Zcash, Kusama and Hedget are a few of the projects seeing their token values increase due to the unique set of issues they address.
The sharp correction in Bitcoin (BTC) may have shaken out many leveraged traders, but the data shows whales and institutions aggressively purchased the dip and now bulls have shown they are determined to push Bitcoin price back above $40,000. The total crypto market capitalization has also recovered and surged back above $1 trillion.
Pantera Capital founder and CEO Dan Morehead said he stands by his earlier prediction of $115,000 for Bitcoin by August of this year. Morehead believes China’s digital yuan developments may boost crypto adoption and prove to be a bullish trigger.
Several altcoins have also turned positive and are following Bitcoin higher. Let’s investigate the fundamental reasons for their rise in order to determine whether there are possible targets on the upside.
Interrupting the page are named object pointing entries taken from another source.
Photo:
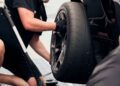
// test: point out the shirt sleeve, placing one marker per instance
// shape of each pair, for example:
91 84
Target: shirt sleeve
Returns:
28 4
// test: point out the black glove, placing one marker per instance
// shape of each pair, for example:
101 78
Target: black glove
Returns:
60 25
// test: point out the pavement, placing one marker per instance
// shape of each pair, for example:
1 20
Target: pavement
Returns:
51 9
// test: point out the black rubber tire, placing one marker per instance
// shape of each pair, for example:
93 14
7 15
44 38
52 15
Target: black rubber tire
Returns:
72 58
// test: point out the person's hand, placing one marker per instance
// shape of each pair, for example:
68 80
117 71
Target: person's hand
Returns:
60 25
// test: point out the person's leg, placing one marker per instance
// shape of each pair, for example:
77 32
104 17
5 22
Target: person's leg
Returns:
107 73
22 66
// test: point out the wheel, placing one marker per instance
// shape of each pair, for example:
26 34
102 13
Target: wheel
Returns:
72 58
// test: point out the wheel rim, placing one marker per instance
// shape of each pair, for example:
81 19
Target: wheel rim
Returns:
58 44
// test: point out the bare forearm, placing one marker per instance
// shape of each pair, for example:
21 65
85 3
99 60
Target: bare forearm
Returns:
37 45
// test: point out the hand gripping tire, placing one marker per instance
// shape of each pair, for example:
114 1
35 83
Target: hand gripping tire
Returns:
72 58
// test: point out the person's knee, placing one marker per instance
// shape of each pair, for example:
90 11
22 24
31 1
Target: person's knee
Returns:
2 51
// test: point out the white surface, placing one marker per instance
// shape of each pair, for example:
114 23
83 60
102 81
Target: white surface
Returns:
51 9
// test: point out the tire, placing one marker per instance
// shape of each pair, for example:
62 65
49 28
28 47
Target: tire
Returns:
72 58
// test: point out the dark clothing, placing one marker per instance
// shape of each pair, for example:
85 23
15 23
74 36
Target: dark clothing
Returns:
15 59
29 4
107 73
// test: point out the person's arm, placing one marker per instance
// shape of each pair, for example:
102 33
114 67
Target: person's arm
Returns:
37 45
33 24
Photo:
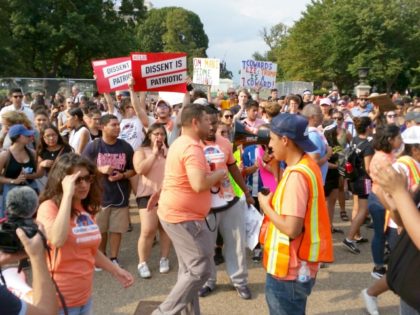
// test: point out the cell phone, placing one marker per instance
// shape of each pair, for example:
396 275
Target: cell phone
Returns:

European Central Bank President Christine Lagarde recently reiterated her view that Bitcoin should be regulated of Bitcoin. Regulation can be a two-edged sword, and those against it have argued that it has repeatedly failed in traditional finance. Therefore, as voices for regulation grow, some investors may prefer privacy coins such as Zcash (ZEC).
The Zcash Foundation wants the community to increase shielded adoption and for applications to allow for transactions using shielded Zcash. To do that, the foundation plans to speed up the development of Zebra, a consensus-compatible Zcash node client written in Rust.
Zcash also completed its third major network upgrade called Blossom on Dec. 11. The upgrade cut block times in half, enabled faster transaction confirmations, lowered fees and doubled the network’s throughput.
While Zcash is taking necessary steps to improve user adoption, the project is continuing to face heat due to its privacy tag. Recently crypto exchange Bittrex announced that it was delisting ZEC along with two other privacy coins starting on Jan. 15. Let’s see whether any of these developments are working in ZEC’s favor.
ZEC soared from an intraday low at $54.3150 on Jan. 1 to an intraday high at $120.7119 on Jan. 13, a 122% rise within two weeks. This rally has invalidated a bearish descending triangle pattern and this is a strong bullish sign.
However, the bears are unlikely to give up easily and they are currently attempting to defend the $125.3626 resistance. The ZEC/USD pair could now retest the recent breakout level at $102.6824.
If the pair rebounds off this support, it will suggest that the level has flipped to support and this may be used as a launchpad for a break above $125.3626.
If the buyers succeed in achieving that, the pair could rally to $140 and then to $160. A breakout of this resistance could pave way for a rally to $220.
Contrary to this assumption, if the bears sink and sustain the price below $102.6824, the decline could extend to $84. Such a fall will suggest the momentum has weakened.
The recent crypto bull run has not only boosted Bitcoin’s price, it has also rewarded altcoins that offer solutions to the issues bogging down existing projects. Polkadot (DOT) aims to address interoperability and scalability issues and recently traders have pushed its price into the top-five cryptocurrencies by market capitalization. This has also benefited its cousin, Kusama (KSM).
The upcoming Substrate 3.0 release will bring Ethereum compatibility and it’s expected to launch in the first half of this year. The upgrade could further boost Polkadot’s popularity. Meanwhile, the Plasm network became the first parachain on Polkadot’s testnet parachain, Rococo V1. The same code will run on Kusama and a growing number of projects aiming to win the Polkadot parachain slots auction might first try out Kusama.
Although Kusama is its own unique network, its fortunes will closely follow the trajectory of Polkadot.
The charts show KSM in an uptrend and its price has risen from a Jan.11 intraday low at $57.877 to an intraday high at $85.239 today. This represents an impressive 47.27 % rally within four days. Both moving averages are sloping up and the relative strength index (RSI) is in the positive zone, indicating bulls are in control.
The bears had attempted to start a correction on Jan. 11 but the bulls aggressively defended the 50-day simple moving average ($58). This suggests strong demand at lower levels. The KSM/USD pair may rise to $88 and then to $100.
However, the long wick on today’s candlestick suggests selling at higher levels. If the bears pull the price below $76, the pair may drop to the 20-day exponential moving average ($67). A strong rebound off it will keep the upside targets intact.
On the other hand, a break below the 20-day EMA could result in a fall to the 50-day SMA. If this support cracks, it may signal a trend change.